16 Jan

16 bits COM Oddity

I can’t even pinpoint what a 16 bits COM Oddity really means, but I think the idea is therein, somehow. Previously, I explained how to code a simple a “hello, world” program using the DEBUG tool that was shipped with DOS. Revisiting this obsolete knowledge was unexpectedly fun. We’ll retrieve the hexadecimal version of “hello, world” (well, “hello, world!!”) from that post:

EB 13 0D 0A 68 65 6C 6C 6F 2C 20 77 6F 72 6C 64
21 21 0D 0A 24 B4 09 BA 02 01 CD 21 B4 00 CD 21

That’s all we need for our “hello, world!!” binary. 32 bytes exactly.
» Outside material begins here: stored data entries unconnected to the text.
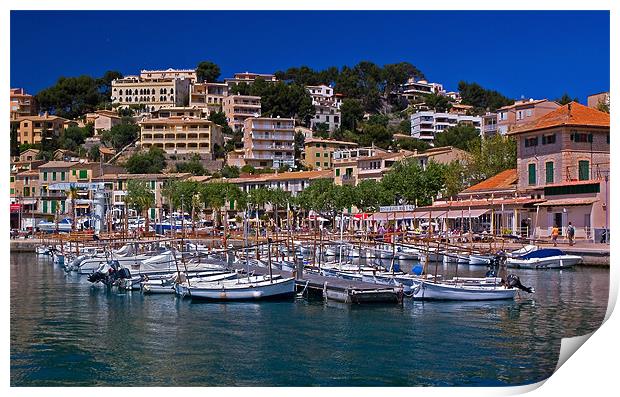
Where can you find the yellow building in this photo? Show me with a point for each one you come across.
(318, 153)
(181, 135)
(30, 128)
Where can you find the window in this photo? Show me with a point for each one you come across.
(531, 141)
(548, 139)
(531, 174)
(549, 172)
(580, 137)
(584, 170)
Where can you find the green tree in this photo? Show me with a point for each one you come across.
(151, 162)
(70, 97)
(407, 182)
(352, 113)
(141, 198)
(460, 136)
(230, 171)
(207, 71)
(491, 156)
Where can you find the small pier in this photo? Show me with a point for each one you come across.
(336, 289)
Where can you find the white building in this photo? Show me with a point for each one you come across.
(150, 94)
(424, 125)
(327, 106)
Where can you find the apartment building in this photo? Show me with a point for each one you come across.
(327, 107)
(522, 112)
(600, 98)
(240, 107)
(426, 124)
(269, 142)
(318, 153)
(22, 104)
(192, 111)
(30, 129)
(415, 91)
(291, 182)
(150, 94)
(249, 77)
(181, 135)
(564, 157)
(345, 163)
(103, 120)
(170, 73)
(208, 95)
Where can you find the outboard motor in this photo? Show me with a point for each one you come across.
(498, 260)
(512, 281)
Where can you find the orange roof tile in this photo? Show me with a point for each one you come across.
(504, 180)
(572, 114)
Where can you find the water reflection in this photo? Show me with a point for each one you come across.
(66, 332)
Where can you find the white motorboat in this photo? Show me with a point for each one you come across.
(244, 288)
(480, 259)
(428, 290)
(548, 258)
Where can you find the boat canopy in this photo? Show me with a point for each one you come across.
(543, 253)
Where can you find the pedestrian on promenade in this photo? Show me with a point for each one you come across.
(555, 232)
(570, 231)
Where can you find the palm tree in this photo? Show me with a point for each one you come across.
(72, 195)
(141, 197)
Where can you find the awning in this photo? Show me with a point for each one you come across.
(567, 202)
(465, 213)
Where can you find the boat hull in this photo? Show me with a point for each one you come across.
(432, 291)
(235, 292)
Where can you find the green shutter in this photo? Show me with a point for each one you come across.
(531, 173)
(549, 172)
(584, 170)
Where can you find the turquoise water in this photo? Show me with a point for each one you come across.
(65, 332)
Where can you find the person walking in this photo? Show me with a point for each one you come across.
(570, 232)
(555, 232)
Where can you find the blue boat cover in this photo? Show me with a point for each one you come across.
(543, 253)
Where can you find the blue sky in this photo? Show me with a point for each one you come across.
(519, 53)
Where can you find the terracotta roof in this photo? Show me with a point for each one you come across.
(319, 140)
(504, 180)
(567, 202)
(572, 114)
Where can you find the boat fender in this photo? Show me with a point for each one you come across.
(512, 281)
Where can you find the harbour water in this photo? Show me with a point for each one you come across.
(66, 332)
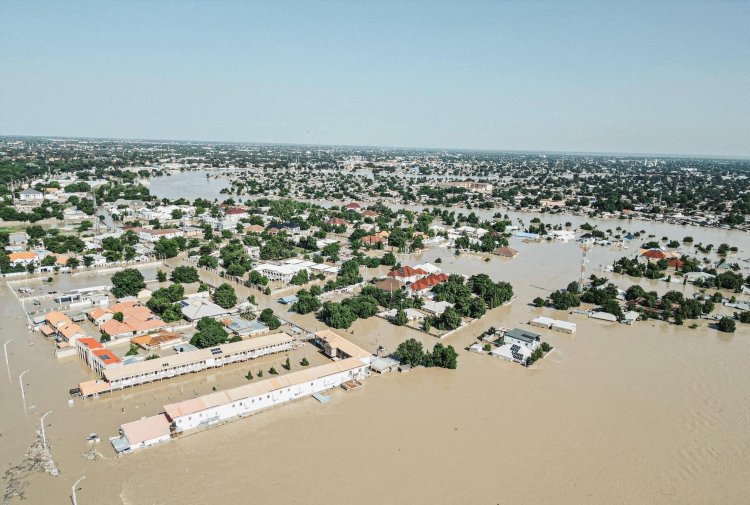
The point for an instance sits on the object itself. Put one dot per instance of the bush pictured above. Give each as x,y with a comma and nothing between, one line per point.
727,325
225,297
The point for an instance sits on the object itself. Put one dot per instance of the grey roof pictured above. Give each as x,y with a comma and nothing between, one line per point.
120,444
199,309
523,335
239,325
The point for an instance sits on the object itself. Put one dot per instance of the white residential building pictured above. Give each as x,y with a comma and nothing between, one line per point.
221,406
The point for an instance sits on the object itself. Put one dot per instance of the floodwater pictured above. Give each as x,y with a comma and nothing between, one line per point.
195,184
651,413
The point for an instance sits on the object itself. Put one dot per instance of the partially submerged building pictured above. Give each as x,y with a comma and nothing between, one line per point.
221,406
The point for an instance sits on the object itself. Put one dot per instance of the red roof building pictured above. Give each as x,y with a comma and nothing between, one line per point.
372,240
654,254
407,274
426,284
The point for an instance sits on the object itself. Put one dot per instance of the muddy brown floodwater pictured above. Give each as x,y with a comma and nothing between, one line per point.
650,413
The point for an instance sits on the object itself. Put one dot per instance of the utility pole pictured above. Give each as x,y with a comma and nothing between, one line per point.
5,347
23,393
44,437
73,489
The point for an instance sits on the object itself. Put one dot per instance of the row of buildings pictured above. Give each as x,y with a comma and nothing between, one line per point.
350,365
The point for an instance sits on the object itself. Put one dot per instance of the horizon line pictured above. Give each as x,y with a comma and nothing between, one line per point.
458,149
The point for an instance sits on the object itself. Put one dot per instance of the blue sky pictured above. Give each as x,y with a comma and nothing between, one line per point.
641,77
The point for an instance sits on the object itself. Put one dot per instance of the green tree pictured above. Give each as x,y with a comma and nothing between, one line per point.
184,275
727,325
300,278
400,319
210,333
411,352
127,282
225,297
268,318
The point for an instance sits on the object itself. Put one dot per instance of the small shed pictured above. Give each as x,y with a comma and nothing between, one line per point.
631,316
542,322
288,300
604,316
564,326
384,365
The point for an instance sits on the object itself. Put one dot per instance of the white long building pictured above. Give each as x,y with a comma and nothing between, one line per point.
196,361
221,406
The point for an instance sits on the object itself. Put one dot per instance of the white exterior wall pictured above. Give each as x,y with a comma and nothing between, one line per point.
149,443
214,362
254,404
510,340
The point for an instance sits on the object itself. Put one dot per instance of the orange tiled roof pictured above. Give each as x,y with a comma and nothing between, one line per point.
106,356
23,255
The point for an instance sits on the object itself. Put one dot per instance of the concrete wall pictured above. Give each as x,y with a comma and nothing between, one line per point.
266,400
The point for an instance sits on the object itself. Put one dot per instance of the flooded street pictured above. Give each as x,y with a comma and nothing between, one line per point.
650,413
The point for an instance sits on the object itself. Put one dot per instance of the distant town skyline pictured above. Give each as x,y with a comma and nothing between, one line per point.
639,78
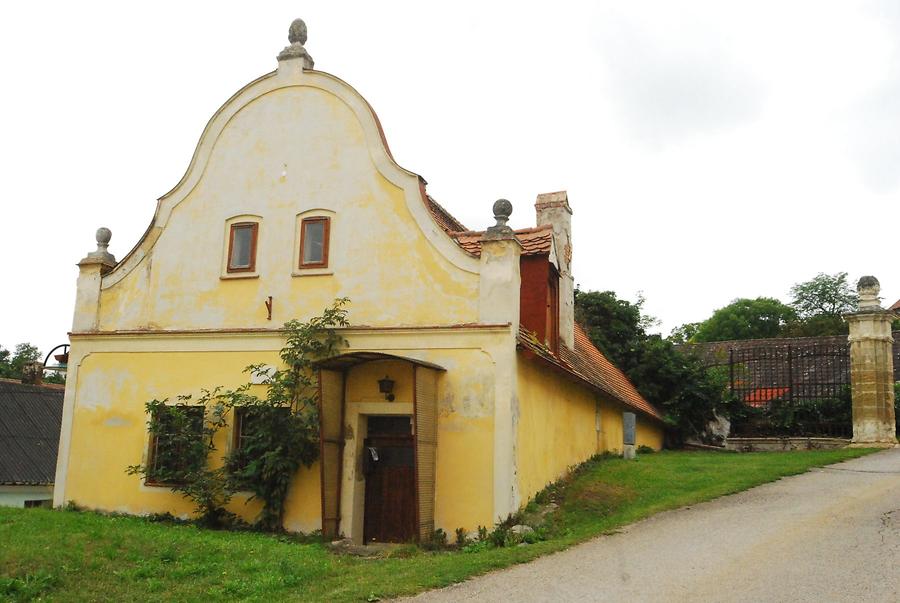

We can create that file bit by bit but that’d be too excessive, I think. Let’s use the echo command instead. This is the full command I entered in my Windows 10 cmd.exe prompt:

echo|set /p="Ù‼♪◙hello, world!!♪◙$┤○║☻☺═!1└═!">hello.com

After that you’ll get a 16-bit COM, hello.com, that will display the “hello, world!!” message. Funny 🙂

What are those weird characters?

First a little explanation. We want our hello.com file to be, byte after byte, an exact representation of the hexadecimal sequence above presented. We’ll use cmd.exe commands to dump characters into the file and, if we choose our characters carefully in order to match the target hexadecimal values, we’ll end up with the exact representation we’re looking for. For instance, the first 2 bytes block, EB 13, is the “jmp 115” instruction. Then comes the newline (0D 0A), and so on. If we convert our hexadecimal to decimal, we get:

235 19 13 10 104 101 108 108 111 44 32 119 111 114 108 100 
 33 33 13 10  36 180   9 186   2  1 205 33 180   0 205  33

The first byte in hello.com must be EB, or 235 in decimal. In order to dump our characters from the command line, we’ll convert that decimal value to a character. I’m trying this on a Windows 10 (64-bits) machine, with cmd.exe using Code page 850 Multilingual Latin 1. In such code page, character 235 is Ù. And 19 is ‼. And, luckily, 13 is ♪ and 10 is ◙. Those two characters are especially important because they represent the carriage return and the line feed, respectively, and some shells won’t convert them to characters. However, happily, cmd.exe with my default code page will handle them as we need. To input those characters you can type the usual ALT + decimal value.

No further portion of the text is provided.